The oldest of four children born to Franz and Gertrud Rother, Fr. Rother grew up in Okarche and attended Holy Trinity Church and School.
Being a normal child raised on a farm, he worked hard doing the required chores, attended school, played sports, was an altar server and enjoyed the activities associated with growing up in a small town.
While in high school he began to discern the possibility of a vocation to the priesthood. He was accepted as a seminarian and was sent to Assumption Seminary in San Antonio, Texas.

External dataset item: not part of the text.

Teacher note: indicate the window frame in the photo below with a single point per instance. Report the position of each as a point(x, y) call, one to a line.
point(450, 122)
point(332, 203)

The journey to ordination was not without its challenges. More practical than academic by nature, young Stanley struggled with Latin which at the time was critical due to the fact that the entire curriculum was being taught in that language. Due to his difficulties, he was asked to leave the seminary as his grades were inadequate.
He sought the counsel of Bishop Victor Reed. It was decided that Stanley would be allowed a second chance enrolling at Mount Saint Mary Seminary in Emmetsburg, Maryland. Through trials and tribulations he graduated from the Mount and was ordained a priest on May 25, 1963.
As an associate pastor, Fr. Rother served five years in Oklahoma. Heeding the call of Pope John XXXIII, he sought and received permission to join the staff at the Diocese’s mission in Santiago Atitlan, Guatemala.
Father Rother’s connection with the people of Santiago Atitlan was immediate. He served the native tribe of the Tzutuhil who are decedents of the Mayans. In order to serve his people, Fr. Rother had to speak Spanish and the Tzutuhil language. He not only learned both languages but his working knowledge of Tzutuhil enabled him to celebrate Mass in their language. To that point, Tzutuhil was not a written language until the Oklahoma mission team arrived and so despite his past issues with Latin what he accomplished was nothing short of remarkable.
As the years past, Fr. Rother tried to live a simpler life to be in communion with his people. His was surrounded by extreme poverty, as the Tzutuhil lived in one room huts, living off what they could grow on their small plots of land.
Fr. Rother ministered to his parishioners in their homes; eating with them, visiting the sick and aiding them with medical problems. He even put his farming skills to use by helping them in the fields, bringing in different crops, and building an irrigation system.
While he served in Guatemala, a civil war raged between the militarist government forces and the guerillas. The Catholic Church was caught in the middle due to its insistence on catechizing and educating the people. During this conflict hundreds of thousands of Catholics were killed.
For a time the violence was contained in the cities but it soon came to the highlands and Santiago Atitlan. Catechists began to disappear, people slept in the church for protection and death lists begin to circulate in the towns.
Eventually, Fr. Rother’s name appeared on the list. For his safety and that of his associate, Fr. Rother returned home to Oklahoma. Determined to give his life completely to his people, he stated that “the shepherd cannot run.” Returning to Santiago Atitlan (despite advice to the contrary), he continued the work of the mission.
Within days of his return, three men entered the rectory in the dead of night and executed Fr. Rother. His death shocked the Catholic world and many questions arose that have yet to be answered; such as why Fr. Rother and who was responsible.
The people of Santiago Atitlan mourned the loss of their leader and friend. His memory continues to stir the passion of the people he served with dignity and vigor. Because of the affection and veneration the people of Santiago Atitlan displayed for the priest, it was requested that Fr. Rother’s heart be kept in Guatemala where it resides today.
From the onset of his death, the people of Santiago Atitlan, the Archdiocese of Oklahoma City and the Diocese of Tulsa have believed that Father Rother died for the faith. In 2007 this Cause for Canonization was opened.
In June of 2015 the Theological Commission at the Congregation of the Causes of Saints in Rome voted to formally recognize Oklahoma’s Servant of God Father Stanley Rother a martyr. The determination of martyrdom is a critical step in the Archdiocese of Oklahoma City’s Cause to have Fr. Rother beatified, the final stage before canonization as a saint.